Everyone of us, including all those involved in our diving hobby, should be on the lookout for suspicious activity in and around that which we are most familiar, and report it to an appropriate agency. The Price of Freedom has many costs. We must all contribute what we can.
Respectfully,
Bob
Director, CEDU
CEDU's Top 10 List of Suspicious Diver Activities
(which should be reported to the FBI or other local
Law Enforcement Organizations.)
10 Prospective scuba students asking if they need to know how to swim before they can learn how to dive. (On second thought, please disregard this one, as far too many of them really do ask this question.)
9 Prospective students asking for instruction on clandestine underwater swimming and navigation instruction in a straight and level mode only, with no interest in how to go down, come up, or any reverse compass work.

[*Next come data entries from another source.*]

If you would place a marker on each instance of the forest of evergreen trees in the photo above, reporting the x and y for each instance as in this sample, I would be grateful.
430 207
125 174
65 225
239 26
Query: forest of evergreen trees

8 "Technical" drysuit divers wearing one too many adult diapers.
7 Divers talking about diving their next wreck, ... which happens to be still afloat !
6 Divers carrying Fish Identification slates which have pictures from Jane's Fighting Ships laminated to the back.
5 When getting tanks filled, divers asking for just enough air to get them to "that big ship".
4 Divers requesting a good deal on dive gear, cash and carry - warranty not necessary.
3 Any email that says; " Send me blue-print of you're rebreather, now! (PRAISE ALLAH) "
2 Any certified letters requesting 2,000 of your lightest units suitable for dry cave use, 30 day net, Khurasan, Afghanistan.
1 Any diver trying to Light a Fuse which is sticking out of his dive gear, including flippers, or any body orifice.
References used for making this page. (Some links you may find of interest, amazing or scary.)
26 May Terrorist alert.... http://www.cnn.com/2002/US/05/26/terror.threats/index.html
bin Laden declares war http://www.azzam.com/html/articlesdeclaration.htm
Qur'an (Koran) translations
http://ibiblio.org/gutenberg/etext01/koran10.txt
The bit about 72 Virgins: http://www.straightdope.com/columns/011214.html
Finally, I'll leave you with one last Theological question.
How many Celestial Virgins can dance on the head of
a pin?
(This question has caused more than one Mullah sleepless nights.)